This is a pretty good book about Paul Rand, for the curious: http://www.amazon.com/Paul-Rand-Steven-Heller/dp/0714839949/
The most important thing is not to focus too much on current trends. They're mostly bullshit that will be forgotten fast. The reason I say study the past is because everything old that has been documented is actually worth studying. It's "stood the test of time," if you will.
I think a lot of designers today focus too much on what's happening NOW, reading today's blogs and knowing the trends and whatever. So they go make things with an extremely narrow perspective and think they're designing when really they're retracing the only thing they know.

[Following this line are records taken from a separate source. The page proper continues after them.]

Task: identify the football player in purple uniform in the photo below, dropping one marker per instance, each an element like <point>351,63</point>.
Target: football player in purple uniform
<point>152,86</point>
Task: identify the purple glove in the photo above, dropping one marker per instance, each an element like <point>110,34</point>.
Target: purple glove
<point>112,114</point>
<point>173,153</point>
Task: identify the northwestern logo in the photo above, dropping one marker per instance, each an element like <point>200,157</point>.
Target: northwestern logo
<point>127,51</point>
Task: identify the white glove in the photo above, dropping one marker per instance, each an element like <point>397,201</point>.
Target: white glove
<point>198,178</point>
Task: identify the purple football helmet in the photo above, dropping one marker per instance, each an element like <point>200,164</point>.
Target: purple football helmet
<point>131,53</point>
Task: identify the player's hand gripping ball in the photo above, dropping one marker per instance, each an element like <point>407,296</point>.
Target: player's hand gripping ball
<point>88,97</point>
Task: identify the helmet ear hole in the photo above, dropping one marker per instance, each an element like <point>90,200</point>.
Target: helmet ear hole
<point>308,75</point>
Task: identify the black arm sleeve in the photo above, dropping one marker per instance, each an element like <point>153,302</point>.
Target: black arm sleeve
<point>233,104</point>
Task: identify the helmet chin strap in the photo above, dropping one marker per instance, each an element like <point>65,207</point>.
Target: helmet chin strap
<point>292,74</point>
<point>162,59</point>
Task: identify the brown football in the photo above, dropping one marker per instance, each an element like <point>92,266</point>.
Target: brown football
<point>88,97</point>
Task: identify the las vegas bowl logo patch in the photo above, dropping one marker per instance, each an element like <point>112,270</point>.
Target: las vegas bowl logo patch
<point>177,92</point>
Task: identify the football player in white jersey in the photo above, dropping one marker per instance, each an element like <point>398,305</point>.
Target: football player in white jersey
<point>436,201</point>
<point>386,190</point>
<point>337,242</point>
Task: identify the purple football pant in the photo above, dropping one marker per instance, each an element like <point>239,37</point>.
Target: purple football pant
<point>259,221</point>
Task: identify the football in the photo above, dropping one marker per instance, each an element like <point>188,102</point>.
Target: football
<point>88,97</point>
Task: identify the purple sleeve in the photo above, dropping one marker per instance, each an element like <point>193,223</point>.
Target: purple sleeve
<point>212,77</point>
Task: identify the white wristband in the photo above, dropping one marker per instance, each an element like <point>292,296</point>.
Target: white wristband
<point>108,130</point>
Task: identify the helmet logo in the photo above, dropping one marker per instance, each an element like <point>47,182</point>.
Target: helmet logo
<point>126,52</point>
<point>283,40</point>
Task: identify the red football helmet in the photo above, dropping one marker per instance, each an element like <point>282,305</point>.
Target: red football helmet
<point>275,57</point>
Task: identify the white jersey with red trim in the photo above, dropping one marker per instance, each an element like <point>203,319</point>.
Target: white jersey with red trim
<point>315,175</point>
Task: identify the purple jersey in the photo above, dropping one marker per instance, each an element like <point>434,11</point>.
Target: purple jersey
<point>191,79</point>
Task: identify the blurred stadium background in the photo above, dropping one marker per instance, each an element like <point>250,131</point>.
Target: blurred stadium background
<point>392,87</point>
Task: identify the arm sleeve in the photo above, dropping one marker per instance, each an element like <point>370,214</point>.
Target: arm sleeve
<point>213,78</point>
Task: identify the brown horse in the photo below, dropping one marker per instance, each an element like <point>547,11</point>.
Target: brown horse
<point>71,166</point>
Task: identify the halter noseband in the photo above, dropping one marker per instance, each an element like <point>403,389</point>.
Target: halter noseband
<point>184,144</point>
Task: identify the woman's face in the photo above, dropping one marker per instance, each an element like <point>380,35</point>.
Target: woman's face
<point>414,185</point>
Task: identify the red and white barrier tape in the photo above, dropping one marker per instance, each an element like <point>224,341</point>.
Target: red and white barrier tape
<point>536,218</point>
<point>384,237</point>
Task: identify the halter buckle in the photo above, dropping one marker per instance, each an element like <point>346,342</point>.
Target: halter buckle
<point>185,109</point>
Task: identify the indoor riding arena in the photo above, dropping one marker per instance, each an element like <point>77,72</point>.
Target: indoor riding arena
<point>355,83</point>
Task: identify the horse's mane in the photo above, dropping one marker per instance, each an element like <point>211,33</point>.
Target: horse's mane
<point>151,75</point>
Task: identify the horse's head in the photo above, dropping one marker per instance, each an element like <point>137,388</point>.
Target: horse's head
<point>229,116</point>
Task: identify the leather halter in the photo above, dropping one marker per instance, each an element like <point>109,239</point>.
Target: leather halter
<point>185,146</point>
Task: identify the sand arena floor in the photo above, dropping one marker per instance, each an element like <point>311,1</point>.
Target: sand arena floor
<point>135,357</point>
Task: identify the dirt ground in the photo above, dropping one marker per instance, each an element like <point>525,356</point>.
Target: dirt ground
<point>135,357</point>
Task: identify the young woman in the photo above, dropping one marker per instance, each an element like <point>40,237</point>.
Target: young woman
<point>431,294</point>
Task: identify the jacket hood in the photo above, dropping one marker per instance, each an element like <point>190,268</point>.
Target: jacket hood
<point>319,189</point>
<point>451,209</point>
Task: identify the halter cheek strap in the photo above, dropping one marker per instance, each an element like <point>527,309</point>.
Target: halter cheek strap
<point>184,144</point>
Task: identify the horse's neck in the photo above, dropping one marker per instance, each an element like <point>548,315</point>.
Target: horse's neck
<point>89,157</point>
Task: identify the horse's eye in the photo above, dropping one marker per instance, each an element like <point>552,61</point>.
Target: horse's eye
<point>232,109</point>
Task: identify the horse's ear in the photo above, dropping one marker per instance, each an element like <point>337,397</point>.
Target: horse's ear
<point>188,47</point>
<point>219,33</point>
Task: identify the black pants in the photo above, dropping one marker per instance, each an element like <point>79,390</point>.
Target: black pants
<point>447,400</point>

People don't know nearly enough on say, 50's modernism. Or the Bauhaus aesthetic. Watch the Eameses' films. Know the greats. Respect them. Broaden your awareness. Graphic design was huge before computers.
Then apply the broad ideas you absorb from that to the medium you're working in. That's my advice. There's no Stack Overflow for design. It doesn't work the same way as programming. You're not going to become a good designer by visiting websites.
https://www.amazon.com/Paul-Rand-Steven-Heller/dp/0714839949...
And his own books on design are all worth a read.
He did the classic logos of IBM, NeXT, UPS, Morningstar, Cummins Engine, CBS, Westinghouse, and lots more.